Google's motto is simple: "Don't be evil." But the end of January saw the launch of Google.cn, a search service that enforces efforts by the Chinese government to censor delicate terms like "Tibet" or "pornography." It seems evil is a relative term.

A recently launched Web applet, http://opennet.net/google_china/ , allows surfers to compare Google results in China and Canada. It was created as a form of protest by a self-described group of "hacktivists" at the University of Toronto's own Citizen Lab ( www.citizenlab.org ).

The Lab, operating from the depths of the Munk Centre for International Studies, brings together a diverse group of media experts, hackers and social scientists devoted to melding the worlds of social activism and information technology. In the words of founder Ron Deibert, an associate professor of political science, the group deliberately uses models borrowed from intelligence organizations to subvert attempts at censorship and surveillance by countries like China.

"We see ourselves as civil society spies," he says.

The Lab's partnership with the Open Net Initiative, the group that hosts the Google comparison site, has been bolstered recently by a whopping $3 million grant from the MacArthur Foundation. Through a number of similar projects, Open Net is surveilling totalitarian control of the Internet around the world.
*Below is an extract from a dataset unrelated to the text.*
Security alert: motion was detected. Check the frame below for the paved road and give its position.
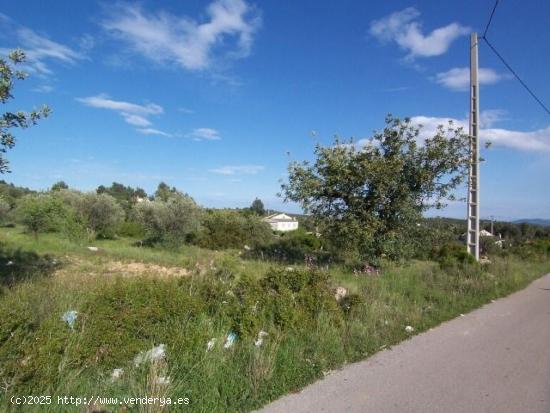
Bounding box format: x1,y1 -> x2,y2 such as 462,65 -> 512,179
261,274 -> 550,413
To do this, it favours grassroots methods that engage NGOs like Human Rights Watch and Amnesty International and their workers on the ground. They report back on the state of Internet freedom in repressive regimes, sometimes at great personal risk. Members have been questioned by secret police, beaten and even jailed for online snooping.
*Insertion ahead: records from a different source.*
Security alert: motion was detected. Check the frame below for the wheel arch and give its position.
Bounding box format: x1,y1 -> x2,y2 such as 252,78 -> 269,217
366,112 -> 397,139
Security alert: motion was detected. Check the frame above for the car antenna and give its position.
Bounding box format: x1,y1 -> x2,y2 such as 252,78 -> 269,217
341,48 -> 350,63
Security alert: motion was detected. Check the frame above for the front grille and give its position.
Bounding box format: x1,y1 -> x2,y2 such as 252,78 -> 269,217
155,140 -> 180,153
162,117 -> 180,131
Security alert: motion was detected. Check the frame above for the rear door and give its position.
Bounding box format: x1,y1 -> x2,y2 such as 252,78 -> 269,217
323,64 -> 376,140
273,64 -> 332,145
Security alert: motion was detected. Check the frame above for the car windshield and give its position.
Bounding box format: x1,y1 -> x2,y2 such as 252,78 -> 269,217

The group has also created an enigmatic-looking black box disguised as a CD-ROM drive that fits seamlessly into a computer tower.
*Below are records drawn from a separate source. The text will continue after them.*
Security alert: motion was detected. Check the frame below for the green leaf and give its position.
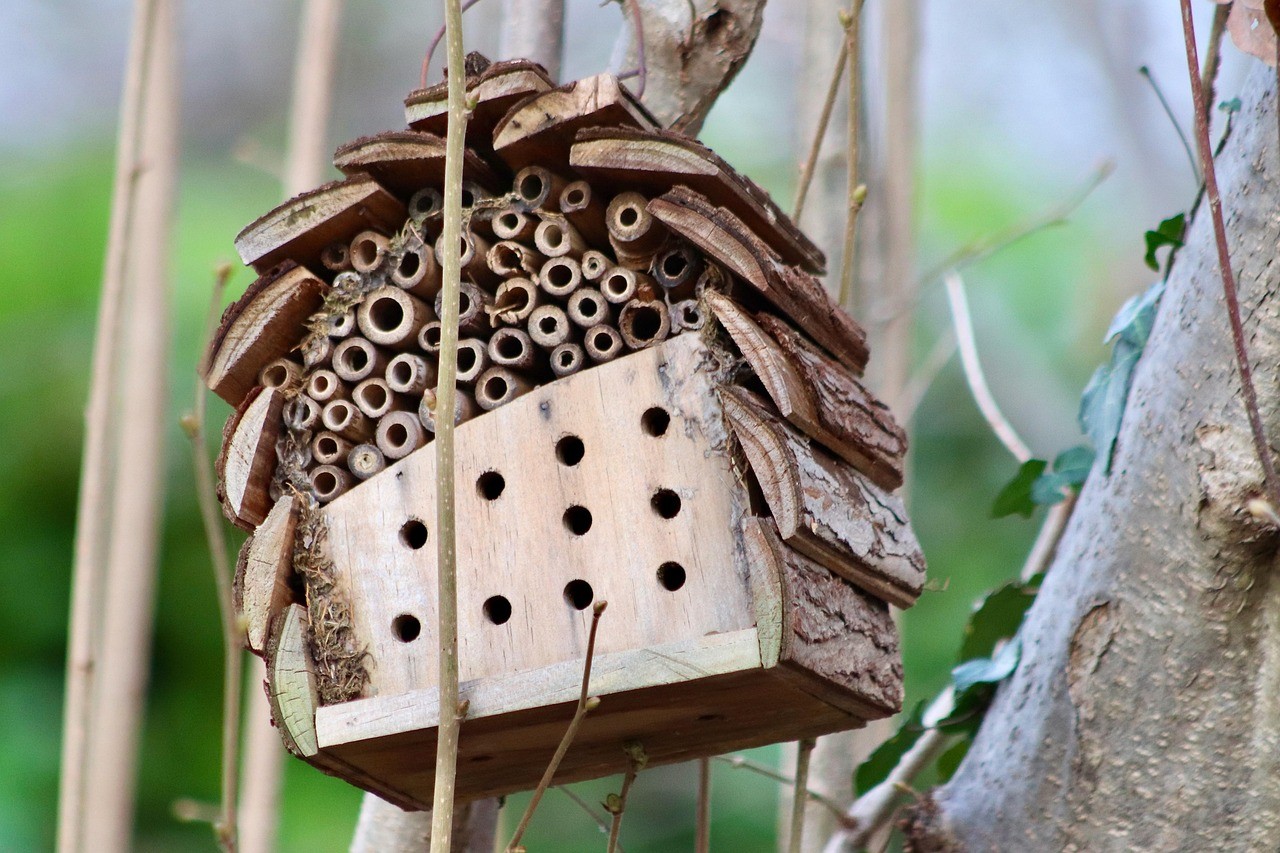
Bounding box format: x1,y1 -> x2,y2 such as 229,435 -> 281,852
854,702 -> 924,797
957,575 -> 1041,661
1143,214 -> 1187,270
991,459 -> 1048,519
937,738 -> 973,785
The computer is smuggled into a country such as Tunisia or Iran and plugged into the Internet. Programs in the black box scurry off to gather data on the censorship of everything from the New York Times website to opposition sites written in the local language.

At HQ in Canada, Citizen Labbers analyze the data and, says Deibert, interrogate servers by probing networks for Web pages that are blocked. A particularly sensitive time for this is during elections.

"The cyber-dimensions of election monitoring are often forgotten," says Deibert, "but the Internet is the most important medium for opposition parties, and is often the object of attack from ruling parties."

Late last year, during Kyrgyzstan's election, the group carefully monitored state interference with opposition websites and online newspapers. E-mails from an unknown "Shadow Team" demanded that local ISPs cease carrying information about unrest in the country printed by two Krygyz newspapers, and that a popular local news site stop publishing information about the situation. With true activist audacity, Citizen Lab hosted the opposition websites itself, subverting the Kyrgyzstan censor.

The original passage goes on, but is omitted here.